Rosemary Sea Salt Bread

Make this delicious bread in a slow cooker. It's great for bruschetta, sandwiches, or just dipped into olive oil.

Serves: 8Hands-on: 30 minutesTotal: 3 hours 50 minutesDifficulty: Medium

Serves: 8


  • 1 tsp. sugar
  • 2 1⁄4 tsp. dry active yeast
  • 1 1⁄4 cups warm water
  • 3 1⁄2 cups, plus 1 Tbsp. all-purpose flour, divided
  • 1⁄2 tsp. kosher salt
  • 1⁄2 tsp. white pepper
  • 2 Tbsp. chopped fresh rosemary, divided
  • 3 1⁄2 Tbsp. olive oil, divided
  • 1 1⁄2 tsp. sea salt


  • Mix together the sugar and yeast in a small bowl.
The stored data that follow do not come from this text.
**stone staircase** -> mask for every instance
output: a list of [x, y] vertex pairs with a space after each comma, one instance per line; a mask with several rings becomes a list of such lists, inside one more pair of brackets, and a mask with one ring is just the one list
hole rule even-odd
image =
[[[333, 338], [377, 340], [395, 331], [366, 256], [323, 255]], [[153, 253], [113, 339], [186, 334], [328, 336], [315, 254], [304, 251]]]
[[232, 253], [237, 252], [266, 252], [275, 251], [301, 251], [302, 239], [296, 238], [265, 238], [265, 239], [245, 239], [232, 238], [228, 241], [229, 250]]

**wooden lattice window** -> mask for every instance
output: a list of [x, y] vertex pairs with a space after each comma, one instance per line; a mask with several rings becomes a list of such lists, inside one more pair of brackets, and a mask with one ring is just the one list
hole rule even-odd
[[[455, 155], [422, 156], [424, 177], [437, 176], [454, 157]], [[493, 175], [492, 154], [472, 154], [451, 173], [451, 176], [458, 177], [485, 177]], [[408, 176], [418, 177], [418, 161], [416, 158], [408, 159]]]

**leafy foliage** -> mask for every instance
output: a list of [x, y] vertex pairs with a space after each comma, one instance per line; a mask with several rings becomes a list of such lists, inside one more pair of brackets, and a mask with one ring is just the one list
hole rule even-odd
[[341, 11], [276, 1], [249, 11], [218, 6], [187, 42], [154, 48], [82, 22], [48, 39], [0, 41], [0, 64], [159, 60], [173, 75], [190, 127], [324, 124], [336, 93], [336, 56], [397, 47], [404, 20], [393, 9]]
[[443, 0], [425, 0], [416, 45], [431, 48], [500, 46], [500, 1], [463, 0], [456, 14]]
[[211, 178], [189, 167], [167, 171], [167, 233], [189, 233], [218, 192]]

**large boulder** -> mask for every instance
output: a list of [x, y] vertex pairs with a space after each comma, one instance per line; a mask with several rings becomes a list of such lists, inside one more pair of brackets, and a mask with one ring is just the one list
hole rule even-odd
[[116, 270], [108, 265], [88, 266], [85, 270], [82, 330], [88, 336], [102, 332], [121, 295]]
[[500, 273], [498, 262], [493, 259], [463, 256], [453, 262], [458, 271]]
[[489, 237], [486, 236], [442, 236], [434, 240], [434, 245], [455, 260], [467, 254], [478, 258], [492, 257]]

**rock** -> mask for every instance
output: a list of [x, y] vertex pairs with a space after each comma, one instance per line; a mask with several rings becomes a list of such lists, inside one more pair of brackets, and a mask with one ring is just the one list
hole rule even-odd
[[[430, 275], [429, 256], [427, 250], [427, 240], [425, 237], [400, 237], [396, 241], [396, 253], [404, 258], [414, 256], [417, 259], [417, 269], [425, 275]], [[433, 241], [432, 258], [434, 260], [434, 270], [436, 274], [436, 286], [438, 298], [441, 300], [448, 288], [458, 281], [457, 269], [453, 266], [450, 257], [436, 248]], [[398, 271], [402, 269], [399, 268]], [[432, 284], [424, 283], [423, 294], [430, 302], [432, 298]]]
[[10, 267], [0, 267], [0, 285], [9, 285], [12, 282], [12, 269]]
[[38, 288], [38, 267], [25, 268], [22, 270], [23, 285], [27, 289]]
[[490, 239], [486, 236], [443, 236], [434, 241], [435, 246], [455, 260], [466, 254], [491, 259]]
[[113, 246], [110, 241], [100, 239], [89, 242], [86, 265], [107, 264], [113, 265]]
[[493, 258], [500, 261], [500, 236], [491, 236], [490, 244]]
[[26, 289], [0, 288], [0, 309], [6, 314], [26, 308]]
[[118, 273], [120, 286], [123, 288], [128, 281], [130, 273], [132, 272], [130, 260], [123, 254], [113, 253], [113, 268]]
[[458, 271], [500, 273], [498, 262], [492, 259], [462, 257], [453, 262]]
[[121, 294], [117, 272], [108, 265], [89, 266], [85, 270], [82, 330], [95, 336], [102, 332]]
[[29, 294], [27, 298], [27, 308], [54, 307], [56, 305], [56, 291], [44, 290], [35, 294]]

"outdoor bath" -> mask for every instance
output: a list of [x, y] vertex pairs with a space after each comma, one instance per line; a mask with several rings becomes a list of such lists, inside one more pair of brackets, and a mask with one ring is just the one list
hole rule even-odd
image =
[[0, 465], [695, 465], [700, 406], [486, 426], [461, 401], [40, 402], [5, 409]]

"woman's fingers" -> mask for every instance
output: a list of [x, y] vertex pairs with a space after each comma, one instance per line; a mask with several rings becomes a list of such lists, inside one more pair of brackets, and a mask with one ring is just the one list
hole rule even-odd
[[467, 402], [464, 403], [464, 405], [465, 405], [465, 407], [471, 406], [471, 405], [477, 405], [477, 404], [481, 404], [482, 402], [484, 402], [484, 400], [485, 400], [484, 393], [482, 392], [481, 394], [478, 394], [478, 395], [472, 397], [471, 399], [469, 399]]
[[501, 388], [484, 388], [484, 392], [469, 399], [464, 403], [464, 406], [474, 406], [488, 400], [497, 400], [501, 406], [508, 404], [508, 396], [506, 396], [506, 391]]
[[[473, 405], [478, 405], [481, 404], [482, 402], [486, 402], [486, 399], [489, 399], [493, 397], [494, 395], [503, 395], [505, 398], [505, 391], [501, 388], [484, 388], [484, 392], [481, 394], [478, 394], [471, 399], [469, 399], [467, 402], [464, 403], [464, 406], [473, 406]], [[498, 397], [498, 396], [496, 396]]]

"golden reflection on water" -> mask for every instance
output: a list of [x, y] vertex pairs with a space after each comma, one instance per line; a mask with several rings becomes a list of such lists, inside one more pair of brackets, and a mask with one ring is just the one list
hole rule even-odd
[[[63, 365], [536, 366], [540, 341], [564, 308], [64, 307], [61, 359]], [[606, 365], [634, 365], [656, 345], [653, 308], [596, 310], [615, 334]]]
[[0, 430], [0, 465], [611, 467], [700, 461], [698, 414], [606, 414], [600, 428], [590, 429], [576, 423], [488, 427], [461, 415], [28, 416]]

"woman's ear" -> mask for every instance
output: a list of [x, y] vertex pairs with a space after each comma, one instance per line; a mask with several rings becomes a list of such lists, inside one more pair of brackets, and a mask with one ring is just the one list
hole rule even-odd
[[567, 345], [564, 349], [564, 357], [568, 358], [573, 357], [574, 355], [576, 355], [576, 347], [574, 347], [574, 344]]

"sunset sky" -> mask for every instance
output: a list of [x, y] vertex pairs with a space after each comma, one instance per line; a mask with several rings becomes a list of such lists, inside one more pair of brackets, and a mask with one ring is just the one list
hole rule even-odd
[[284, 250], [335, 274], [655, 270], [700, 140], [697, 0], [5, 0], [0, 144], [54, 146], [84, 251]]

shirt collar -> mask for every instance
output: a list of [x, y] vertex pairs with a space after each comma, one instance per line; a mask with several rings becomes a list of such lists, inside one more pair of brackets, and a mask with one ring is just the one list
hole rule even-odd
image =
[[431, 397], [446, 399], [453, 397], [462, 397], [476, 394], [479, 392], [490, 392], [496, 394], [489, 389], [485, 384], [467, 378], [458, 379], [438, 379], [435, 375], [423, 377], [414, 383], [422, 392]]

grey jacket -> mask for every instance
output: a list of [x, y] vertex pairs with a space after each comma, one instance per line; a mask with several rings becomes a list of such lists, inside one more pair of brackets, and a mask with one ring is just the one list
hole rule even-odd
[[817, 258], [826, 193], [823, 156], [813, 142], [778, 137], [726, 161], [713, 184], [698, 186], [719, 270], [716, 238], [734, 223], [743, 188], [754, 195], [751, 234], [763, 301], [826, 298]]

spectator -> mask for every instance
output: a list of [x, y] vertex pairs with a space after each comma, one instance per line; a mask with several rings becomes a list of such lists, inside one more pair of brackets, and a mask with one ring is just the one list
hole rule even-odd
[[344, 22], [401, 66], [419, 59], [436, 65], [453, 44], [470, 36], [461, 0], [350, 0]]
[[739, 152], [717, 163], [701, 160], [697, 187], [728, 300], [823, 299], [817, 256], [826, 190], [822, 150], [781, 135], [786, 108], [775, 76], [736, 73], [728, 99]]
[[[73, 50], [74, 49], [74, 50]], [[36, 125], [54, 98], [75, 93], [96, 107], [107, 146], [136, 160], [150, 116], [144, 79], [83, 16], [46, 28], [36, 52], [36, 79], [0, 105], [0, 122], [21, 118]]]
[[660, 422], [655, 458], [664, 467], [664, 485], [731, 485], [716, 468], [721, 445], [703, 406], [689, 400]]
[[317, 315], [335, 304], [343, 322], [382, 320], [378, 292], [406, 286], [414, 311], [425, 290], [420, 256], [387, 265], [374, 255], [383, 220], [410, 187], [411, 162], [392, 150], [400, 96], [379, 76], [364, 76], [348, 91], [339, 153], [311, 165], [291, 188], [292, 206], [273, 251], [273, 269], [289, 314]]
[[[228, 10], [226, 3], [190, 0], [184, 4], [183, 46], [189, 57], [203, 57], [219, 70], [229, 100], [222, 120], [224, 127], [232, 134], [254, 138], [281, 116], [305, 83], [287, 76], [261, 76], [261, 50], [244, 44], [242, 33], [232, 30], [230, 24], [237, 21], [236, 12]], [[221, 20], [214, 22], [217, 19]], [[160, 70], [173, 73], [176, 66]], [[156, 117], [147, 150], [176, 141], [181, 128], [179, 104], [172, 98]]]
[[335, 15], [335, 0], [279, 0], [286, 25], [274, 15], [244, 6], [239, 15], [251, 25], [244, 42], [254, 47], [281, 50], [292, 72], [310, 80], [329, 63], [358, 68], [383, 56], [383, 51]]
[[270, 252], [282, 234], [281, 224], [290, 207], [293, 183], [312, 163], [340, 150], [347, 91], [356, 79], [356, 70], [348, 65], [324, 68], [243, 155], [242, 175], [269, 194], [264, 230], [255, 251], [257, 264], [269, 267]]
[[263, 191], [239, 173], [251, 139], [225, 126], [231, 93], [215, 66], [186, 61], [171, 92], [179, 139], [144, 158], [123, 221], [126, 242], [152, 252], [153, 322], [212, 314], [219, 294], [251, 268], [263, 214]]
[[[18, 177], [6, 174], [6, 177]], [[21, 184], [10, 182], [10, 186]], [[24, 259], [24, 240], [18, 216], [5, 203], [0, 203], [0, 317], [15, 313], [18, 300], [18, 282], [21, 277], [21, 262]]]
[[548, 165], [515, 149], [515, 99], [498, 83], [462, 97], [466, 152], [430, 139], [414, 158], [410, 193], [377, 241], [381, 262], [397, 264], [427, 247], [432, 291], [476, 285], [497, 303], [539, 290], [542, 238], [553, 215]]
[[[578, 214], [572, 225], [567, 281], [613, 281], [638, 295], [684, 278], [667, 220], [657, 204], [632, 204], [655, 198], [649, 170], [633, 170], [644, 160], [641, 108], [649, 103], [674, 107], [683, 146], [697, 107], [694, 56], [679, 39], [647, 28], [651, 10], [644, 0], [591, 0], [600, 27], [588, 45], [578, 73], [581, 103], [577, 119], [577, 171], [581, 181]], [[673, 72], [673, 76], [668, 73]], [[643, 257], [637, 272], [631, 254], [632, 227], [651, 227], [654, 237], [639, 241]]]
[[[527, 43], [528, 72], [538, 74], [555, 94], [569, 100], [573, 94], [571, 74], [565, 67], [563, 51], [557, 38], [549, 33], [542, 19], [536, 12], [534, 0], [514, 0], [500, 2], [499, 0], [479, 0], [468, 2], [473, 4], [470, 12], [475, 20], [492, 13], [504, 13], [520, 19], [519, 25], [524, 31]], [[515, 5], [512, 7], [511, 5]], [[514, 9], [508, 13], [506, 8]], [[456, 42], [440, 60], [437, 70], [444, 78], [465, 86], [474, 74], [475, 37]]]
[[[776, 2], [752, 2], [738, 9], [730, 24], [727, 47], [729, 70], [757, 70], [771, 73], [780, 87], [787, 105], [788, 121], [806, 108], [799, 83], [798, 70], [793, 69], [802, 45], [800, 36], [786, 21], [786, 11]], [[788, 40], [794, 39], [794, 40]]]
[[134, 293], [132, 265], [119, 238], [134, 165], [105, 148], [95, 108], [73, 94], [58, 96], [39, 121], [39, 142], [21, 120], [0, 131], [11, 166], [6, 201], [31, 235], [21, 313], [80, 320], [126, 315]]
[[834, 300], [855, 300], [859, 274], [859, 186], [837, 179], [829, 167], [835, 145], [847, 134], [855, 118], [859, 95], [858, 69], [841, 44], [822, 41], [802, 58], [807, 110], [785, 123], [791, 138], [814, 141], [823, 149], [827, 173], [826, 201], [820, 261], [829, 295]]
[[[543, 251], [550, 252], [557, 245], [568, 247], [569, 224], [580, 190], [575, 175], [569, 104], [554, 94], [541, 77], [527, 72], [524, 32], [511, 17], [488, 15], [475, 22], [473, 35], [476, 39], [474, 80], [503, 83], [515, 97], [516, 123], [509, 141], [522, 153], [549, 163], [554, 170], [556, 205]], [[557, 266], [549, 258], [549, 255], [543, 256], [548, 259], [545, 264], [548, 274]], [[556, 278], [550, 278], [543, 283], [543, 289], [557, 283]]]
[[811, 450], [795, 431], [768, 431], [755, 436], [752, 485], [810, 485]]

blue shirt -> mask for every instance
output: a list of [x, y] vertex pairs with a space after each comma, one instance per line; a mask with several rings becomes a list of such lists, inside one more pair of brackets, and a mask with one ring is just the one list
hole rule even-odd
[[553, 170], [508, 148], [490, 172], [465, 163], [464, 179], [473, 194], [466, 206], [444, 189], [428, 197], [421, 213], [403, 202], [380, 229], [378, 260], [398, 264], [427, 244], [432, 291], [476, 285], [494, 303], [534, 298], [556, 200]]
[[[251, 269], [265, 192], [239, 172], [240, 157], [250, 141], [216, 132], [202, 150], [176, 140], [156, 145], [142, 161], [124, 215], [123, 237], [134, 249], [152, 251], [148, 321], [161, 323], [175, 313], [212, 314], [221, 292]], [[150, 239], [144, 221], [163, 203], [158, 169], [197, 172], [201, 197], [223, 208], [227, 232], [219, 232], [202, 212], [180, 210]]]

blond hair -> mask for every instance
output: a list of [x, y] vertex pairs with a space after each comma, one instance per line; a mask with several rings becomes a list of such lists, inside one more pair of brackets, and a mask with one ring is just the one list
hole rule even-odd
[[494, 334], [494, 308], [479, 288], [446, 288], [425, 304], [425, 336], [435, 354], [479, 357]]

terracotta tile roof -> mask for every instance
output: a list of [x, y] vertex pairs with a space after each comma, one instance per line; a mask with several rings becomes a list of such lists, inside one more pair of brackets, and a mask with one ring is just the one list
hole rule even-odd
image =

Add the water and let sit for 5 to 10 minutes or until foamy.
  • In a large bowl, mix 3 cups flour, kosher salt, pepper, and half of the rosemary together. Add the yeast mixture and 2 1⁄2 tablespoons olive oil; stir well.
  • Sprinkle a 1⁄2 cup flour on a flat work surface and knead the dough for 5 to 10 minutes or until smooth.
  • Grease a large bowl with 2 teaspoons olive oil.
  • Place the dough in the bowl, and roll it around so that itʼs completely covered in oil. Place a clean dish towel over the bowl, and let rise in a warm area for 1 hour.
  • Punch the dough down and let rise again for another 20 minutes.
  • Cut a piece of parchment paper large enough to cover the inside of a 6-quart or larger oval slow cooker. Grease the parchment with 1 teaspoon olive oil and place in slow cooker. Place dough on top of parchment paper. Sprinkle with sea salt and remaining 1 tablespoon flour.
  • Cover and cook on high for 2 hours.
  • Preheat broiler. Place bread on a baking sheet. Broil until browned, about 3 to 5 minutes. Place bread on wire rack and let cool completely before serving.